It’s time we stop calling President Donald Trump mentally ill.
“The president’s performance on Fox & Friends struck me and many viewers as one of a frighteningly unhinged individual,” said Dr. Justin Frank in a September 2018 piece for Stat News titled “I used applied psychoanalysis to assess President Trump. The diagnosis is frightening.” Frank’s Twitter is littered with accusations that the president needs “mental help.”
“Mental health experts say his narcissism could make him capable of just about anything,” states the subtitle of Alex Morris’ November 2018 piece for Rolling Stone.
In fact, there’s a whole book about the president’s mental health. “The Dangerous Case of Donald Trump” is a 2017 title edited by forensic psychologist Dr. Bandy X. Lee, who also led a conference dedicated to the President’s alleged mental illness.
That’s all ridiculous. Characterizing the president’s behavior as a result of some mental illness means that mental illness has become a code-word for idiocy and meanness.
The president knows exactly what he is doing and what he means. He meant it when he said immigrants are bringing rapists, drugs and crime. He knew he was calling former presidential candidate Carly Fiorina ugly, and insinuating that Ted Cruz’s dad killed John F. Kennedy. He knew what he was doing when he backtracked on countless policy issues: the wall, trade, immigration, social policy and more.
To quote the president’s most unlikely ally Marco Rubio, we must dispel with this notion that the president doesn’t know what he is doing. He knows exactly what he’s doing. To write off all of his policy blunders and insults as the result of some condition is offensive to those who are actually suffering from mental illness.
Mental illness does not, by default, make someone a jerk or an idiot. Some of the most talented and competent members of American society have mental health issues. The president is not one of them and the fact that he does what he does on his own accord is far more disturbing than any actual mental illness.
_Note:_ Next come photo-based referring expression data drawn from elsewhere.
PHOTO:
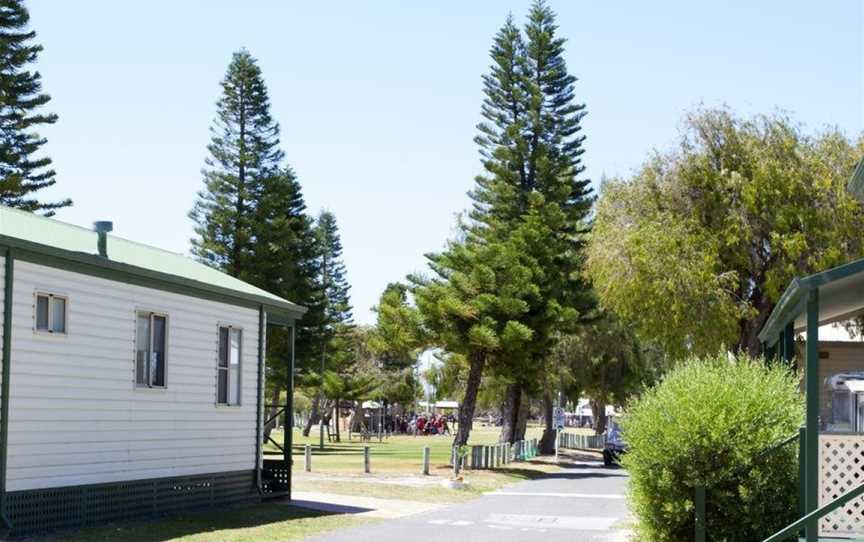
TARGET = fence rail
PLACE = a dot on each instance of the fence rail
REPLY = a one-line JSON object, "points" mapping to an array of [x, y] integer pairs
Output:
{"points": [[497, 455], [584, 442]]}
It’s not only wrong to say that Trump is Trump because of mental illness. It’s also a violation of medical ethics. Back in the early 1970s, the American Psychiatric Association (APA) published a guidebook on ethics for the nation’s mental health providers. Section 7’s annotation reads, in part, that “it is unethical for a psychiatrist to offer a professional opinion unless he or she has conducted an examination and has been granted proper authorization for such a statement.”
The section, often called the “Goldwater rule,” bears the name of former Republican presidential candidate Barry Goldwater. The controversial publication “Fact” ran an article in their 1964 edition titled “The Unconscious of a Conservative: A Special Issue on the Mind of Barry Goldwater.” The article polled a group of psychiatrists about Senator Goldwater and whether or not he was fit for the office. Goldwater sued “Fact,” winning $75,000 in punitive damages.
If the last decade of American politics has taught us anything, it’s that words matter. Their implications are serious; President Trump doesn’t understand this. We must be better. He isn’t sick. He’s racist, sexist, ableist and downright mean. To hide that under the guise of mental illness is despicable and does a great disservice to those who actually experience mental illness.